In 1912, Montenegro moved to the Senate after being elected senator for Bío Bío Province. He served until 1918 and participated in the permanent committees for constitution, legislation and justice and for finance.

Within the Liberal Democratic Party, he was a member of its executive board around 1914 and also served as vice president of the party. President Pedro Montt appointed Montenegro Minister of Finance on 30 August 1908.

He returned to the Finance Ministry during the presidency of Ramón Barros Luco, serving from August 1911 until May 1912. His second tenure coincided with measures addressing the government's fiscal deficit, legislation concerning the Caja de Emisión, and the establishment of a customs office in Punta Arenas.

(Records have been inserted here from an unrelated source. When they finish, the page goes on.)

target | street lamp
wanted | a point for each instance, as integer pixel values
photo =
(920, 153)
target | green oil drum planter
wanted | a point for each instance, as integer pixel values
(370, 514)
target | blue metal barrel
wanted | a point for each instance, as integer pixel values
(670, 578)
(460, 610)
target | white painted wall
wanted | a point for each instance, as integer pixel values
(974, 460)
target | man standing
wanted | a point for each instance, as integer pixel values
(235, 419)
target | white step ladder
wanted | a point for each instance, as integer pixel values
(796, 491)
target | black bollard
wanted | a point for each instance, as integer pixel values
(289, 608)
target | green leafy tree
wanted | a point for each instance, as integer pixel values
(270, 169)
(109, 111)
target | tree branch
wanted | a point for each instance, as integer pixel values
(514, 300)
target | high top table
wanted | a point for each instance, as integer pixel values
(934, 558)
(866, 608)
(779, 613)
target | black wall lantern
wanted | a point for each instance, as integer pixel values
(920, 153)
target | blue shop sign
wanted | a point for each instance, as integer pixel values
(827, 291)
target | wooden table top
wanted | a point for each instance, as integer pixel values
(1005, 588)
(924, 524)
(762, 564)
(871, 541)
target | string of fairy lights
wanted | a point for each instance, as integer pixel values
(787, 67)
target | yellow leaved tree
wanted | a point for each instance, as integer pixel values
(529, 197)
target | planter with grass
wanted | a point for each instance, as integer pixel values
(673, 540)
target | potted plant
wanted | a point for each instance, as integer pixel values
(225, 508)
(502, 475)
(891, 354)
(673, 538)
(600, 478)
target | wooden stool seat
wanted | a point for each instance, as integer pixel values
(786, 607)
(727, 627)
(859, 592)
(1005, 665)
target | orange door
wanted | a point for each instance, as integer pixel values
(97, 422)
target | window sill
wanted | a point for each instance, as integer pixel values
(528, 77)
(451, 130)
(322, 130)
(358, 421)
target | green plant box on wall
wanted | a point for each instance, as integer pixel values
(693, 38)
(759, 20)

After leaving parliamentary politics, Montenegro Onel continued his legal practice. In 1936, he represented the Asociación de Productores de Salitre de Chile before the government in Santiago. He also established the Premio Montenegro, an award administered by the Faculty of Law of the University of Chile.

Montenegro died in Santiago on 6 November 1940.